Uncommon Common Sense
By Bill Frayer
Je Suis Charlie? Not So Much
The demonstrations throughout the world in the aftermath of the terrorist attacks in Paris are understandable. The crowds chanted “Je suis Charlie!” or “I am Charlie,” in tribute to the cartoon journalists from the humor magazine Charlie Hebdo who were killed in the first attack. The victims of the shootings were assassinated because they regularly lampooned religious leaders. They were not specifically anti-Muslim; they made fun of all religions. This type of provocative humor has a long history in France. The offices of Charlie Hebdo had once before been firebombed by those who objected to the jokes about Islam, which Muslims considered to be blasphemous.
The chant, “Je suis Charlie” was most likely more of a show of support for the rights of journalists to write freely and openly without fear of violence than it was an endorsement of the specific cartoons that engendered such rage. In western nations, we hold the concept of free speech dear. Even though we may abhor a particular message, we will defend the rights of those who wish to express their opinions, however unpopular. The public is, of course, free to accept or reject particular opinions. The theory is we should hear all opinions before we can decide what to accept or reject. I strongly agree with this free speech doctrine and would expect that virtually all readers of this magazine would as well.
I believe the French cartoonists who created cartoon depictions of the prophet Mohammad, cartoons intended to deliberately provoke Muslim people, should be legally permitted to publish whatever they wish. However, just because journalists or artists are permitted to publish whatever they wish does not mean they should do so.
The purpose of allowing journalists to publish without restraint has an important function. It allows the venting of diverse opinions, unpopular opinions, and opinions that might motivate people to work in opposition to particular governments or corporations. By limiting free speech, governments try to, and often do, limit the information the people have on which to base their opinions, their votes, their investments, and so on. Repressive regimes typically take over media outlets to limit press freedom immediately upon seizing power.

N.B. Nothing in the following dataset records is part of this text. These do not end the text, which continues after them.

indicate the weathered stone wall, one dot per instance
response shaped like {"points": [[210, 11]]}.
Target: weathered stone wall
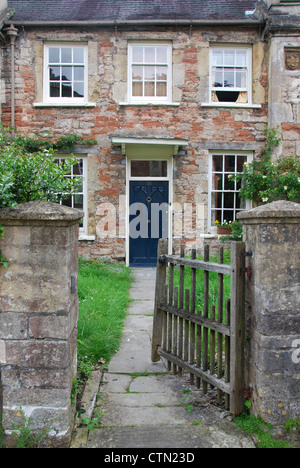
{"points": [[205, 127], [38, 318], [271, 234], [284, 74]]}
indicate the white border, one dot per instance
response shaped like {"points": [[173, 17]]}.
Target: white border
{"points": [[169, 179], [147, 99], [249, 76], [64, 101], [249, 155]]}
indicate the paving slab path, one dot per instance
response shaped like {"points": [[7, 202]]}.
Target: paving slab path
{"points": [[145, 406]]}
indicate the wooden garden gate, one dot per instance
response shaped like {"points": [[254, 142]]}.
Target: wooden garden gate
{"points": [[208, 344]]}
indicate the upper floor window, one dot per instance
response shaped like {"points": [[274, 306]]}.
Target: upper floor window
{"points": [[65, 73], [150, 72], [230, 74]]}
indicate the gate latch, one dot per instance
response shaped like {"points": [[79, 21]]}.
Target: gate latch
{"points": [[249, 271]]}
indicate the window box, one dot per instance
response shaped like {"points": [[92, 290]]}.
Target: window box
{"points": [[230, 75]]}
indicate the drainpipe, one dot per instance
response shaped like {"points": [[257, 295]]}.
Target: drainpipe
{"points": [[12, 32]]}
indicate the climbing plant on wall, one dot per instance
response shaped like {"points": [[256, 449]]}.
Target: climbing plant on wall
{"points": [[31, 175]]}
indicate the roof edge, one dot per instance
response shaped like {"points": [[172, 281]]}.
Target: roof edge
{"points": [[187, 22]]}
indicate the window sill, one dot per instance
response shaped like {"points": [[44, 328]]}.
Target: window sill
{"points": [[85, 237], [231, 104], [209, 236], [65, 104], [141, 103]]}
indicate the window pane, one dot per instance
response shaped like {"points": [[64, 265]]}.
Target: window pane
{"points": [[137, 54], [217, 78], [229, 163], [161, 89], [54, 89], [149, 73], [217, 181], [66, 90], [149, 88], [241, 160], [79, 74], [78, 202], [241, 78], [137, 73], [229, 57], [67, 201], [216, 215], [229, 200], [229, 78], [66, 55], [161, 73], [78, 168], [218, 163], [66, 73], [241, 58], [149, 54], [78, 55], [137, 89], [161, 55], [217, 57], [78, 90], [54, 73], [228, 215], [54, 55]]}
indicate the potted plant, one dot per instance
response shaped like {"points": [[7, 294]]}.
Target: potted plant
{"points": [[224, 228]]}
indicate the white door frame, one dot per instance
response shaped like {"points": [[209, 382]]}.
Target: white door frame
{"points": [[151, 149], [144, 154]]}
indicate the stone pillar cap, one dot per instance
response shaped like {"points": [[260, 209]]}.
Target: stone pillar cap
{"points": [[41, 211], [279, 211]]}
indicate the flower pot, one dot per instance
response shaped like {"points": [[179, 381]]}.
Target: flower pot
{"points": [[227, 231]]}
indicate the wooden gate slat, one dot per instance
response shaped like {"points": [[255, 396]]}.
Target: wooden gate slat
{"points": [[207, 344], [211, 379]]}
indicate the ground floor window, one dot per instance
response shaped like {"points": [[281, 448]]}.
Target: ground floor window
{"points": [[79, 199], [224, 199]]}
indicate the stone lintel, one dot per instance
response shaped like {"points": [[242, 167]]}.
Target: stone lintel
{"points": [[278, 212]]}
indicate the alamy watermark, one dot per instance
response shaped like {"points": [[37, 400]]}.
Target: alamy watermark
{"points": [[150, 220], [296, 353]]}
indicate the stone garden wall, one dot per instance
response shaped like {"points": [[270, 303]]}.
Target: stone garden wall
{"points": [[271, 233], [38, 318]]}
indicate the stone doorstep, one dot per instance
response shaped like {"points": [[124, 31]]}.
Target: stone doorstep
{"points": [[88, 402]]}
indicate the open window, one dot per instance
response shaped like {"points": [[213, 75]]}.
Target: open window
{"points": [[224, 199], [65, 73], [230, 75]]}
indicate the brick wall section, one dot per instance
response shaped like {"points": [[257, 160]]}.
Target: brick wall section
{"points": [[38, 318]]}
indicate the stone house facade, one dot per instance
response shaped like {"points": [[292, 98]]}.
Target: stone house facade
{"points": [[177, 95]]}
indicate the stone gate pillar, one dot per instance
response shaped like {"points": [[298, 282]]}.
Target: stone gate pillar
{"points": [[272, 237], [38, 317]]}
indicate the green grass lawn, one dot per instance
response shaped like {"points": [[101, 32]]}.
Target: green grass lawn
{"points": [[103, 291]]}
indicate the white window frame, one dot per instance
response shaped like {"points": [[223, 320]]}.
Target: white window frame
{"points": [[65, 100], [247, 88], [249, 156], [150, 99], [84, 229]]}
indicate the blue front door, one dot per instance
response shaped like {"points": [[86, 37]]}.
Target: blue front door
{"points": [[148, 220]]}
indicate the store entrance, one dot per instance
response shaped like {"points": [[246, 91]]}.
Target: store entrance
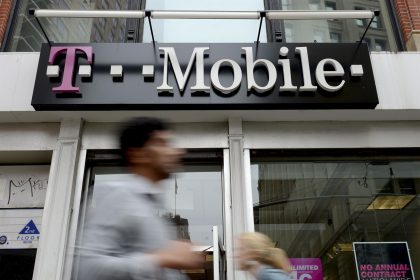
{"points": [[193, 202]]}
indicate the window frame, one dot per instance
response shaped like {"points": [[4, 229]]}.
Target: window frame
{"points": [[278, 25]]}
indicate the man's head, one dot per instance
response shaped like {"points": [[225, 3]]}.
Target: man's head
{"points": [[146, 146]]}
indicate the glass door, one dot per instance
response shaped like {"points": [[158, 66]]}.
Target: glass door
{"points": [[193, 202]]}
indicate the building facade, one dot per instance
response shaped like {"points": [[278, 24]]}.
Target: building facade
{"points": [[325, 181]]}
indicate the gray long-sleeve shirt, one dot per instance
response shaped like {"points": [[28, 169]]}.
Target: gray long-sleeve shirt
{"points": [[121, 232]]}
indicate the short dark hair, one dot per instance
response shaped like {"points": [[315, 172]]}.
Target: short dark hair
{"points": [[137, 132]]}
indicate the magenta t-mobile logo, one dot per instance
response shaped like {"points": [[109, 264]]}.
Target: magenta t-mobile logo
{"points": [[68, 72]]}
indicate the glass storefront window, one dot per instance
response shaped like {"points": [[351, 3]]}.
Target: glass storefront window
{"points": [[192, 199], [338, 31], [27, 36], [317, 209], [205, 31]]}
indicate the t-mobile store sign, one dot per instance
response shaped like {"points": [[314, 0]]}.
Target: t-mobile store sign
{"points": [[204, 76]]}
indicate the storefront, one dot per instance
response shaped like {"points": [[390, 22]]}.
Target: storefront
{"points": [[313, 144]]}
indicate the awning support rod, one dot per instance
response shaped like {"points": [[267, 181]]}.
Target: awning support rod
{"points": [[150, 25], [269, 14], [367, 28], [31, 12]]}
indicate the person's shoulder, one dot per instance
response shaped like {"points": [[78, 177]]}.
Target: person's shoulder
{"points": [[269, 273]]}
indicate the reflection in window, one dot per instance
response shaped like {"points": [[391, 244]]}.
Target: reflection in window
{"points": [[27, 36], [317, 209], [205, 31], [349, 29], [192, 200]]}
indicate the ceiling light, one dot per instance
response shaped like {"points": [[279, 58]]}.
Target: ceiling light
{"points": [[390, 202]]}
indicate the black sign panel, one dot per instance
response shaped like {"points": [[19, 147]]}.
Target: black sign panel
{"points": [[383, 260], [229, 76]]}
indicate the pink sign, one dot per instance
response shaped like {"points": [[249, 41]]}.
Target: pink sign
{"points": [[306, 268]]}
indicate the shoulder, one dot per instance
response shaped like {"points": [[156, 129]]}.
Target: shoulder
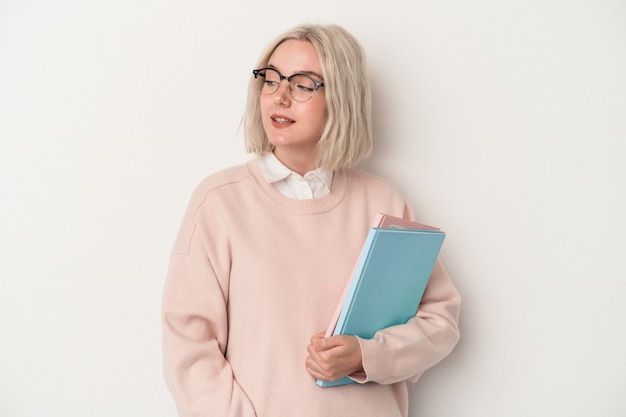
{"points": [[221, 181]]}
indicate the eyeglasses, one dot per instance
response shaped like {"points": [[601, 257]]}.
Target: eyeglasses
{"points": [[302, 87]]}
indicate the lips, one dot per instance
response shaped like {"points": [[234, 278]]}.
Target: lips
{"points": [[281, 120]]}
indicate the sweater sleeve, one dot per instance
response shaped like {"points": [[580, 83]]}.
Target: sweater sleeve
{"points": [[405, 352], [195, 327]]}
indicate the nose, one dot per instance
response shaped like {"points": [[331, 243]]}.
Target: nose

The Charlie Hebdo situation, in my opinion, is different. I can see no useful purpose in deliberately and crudely insulting someone’s religious faith. I can certainly see journalists criticizing and making fun of the policies and actions of various religions, whether they be cardinals in the Vatican, orthodox Jewish settlers in Palestine, the Taliban in Afghanistan and Pakistan, or the Westboro Baptist Church members who picketed US Veterans’ funerals to support their anti-gay agenda. But portraying Mohammad in crude or sexual ways to make fun of a religion which, in some cases, considers even the depiction of Mohammad to be blasphemous, seems pointless. It accomplishes nothing but further exacerbating the marginalization of Muslims living around the world.
The closest analogous situation I can think of is when Salman Rushdie wrote The Satanic Verses in 1988, and the Ayatollah Khomeini issued a fatwa calling for his assassination. This novel was considered blasphemous by Khomeini for its depiction of Muslims invoking prayers to several pagan goddesses. Rushdie was producing serious literature, however. He most likely understood that some Muslims might take offense, but his work was intended to be read and provoke discussion, not solely to lampoon a faith. Many novels, plays and poems have appropriately challenged religious doctrine and behavior.
People are not likely to reconsider their religious convictions because a cartoonist or comedian makes fun of their beliefs. The only thing such tasteless lampooning does is cause pain and anger, two things we do not need more of in our postmodern world.
Some readers may disagree with me because they would consider this view to be in opposition to unlimited free speech. In reality, many of the cartoons published in Charlie Hebdo would not be accepted by many US publications because they would constitute hate speech against a particular group. We already have some reasonable limits on saying or publishing anything we choose.
If we are going to protect our precious right to free speech, we should use some discretion when deciding what to say or write.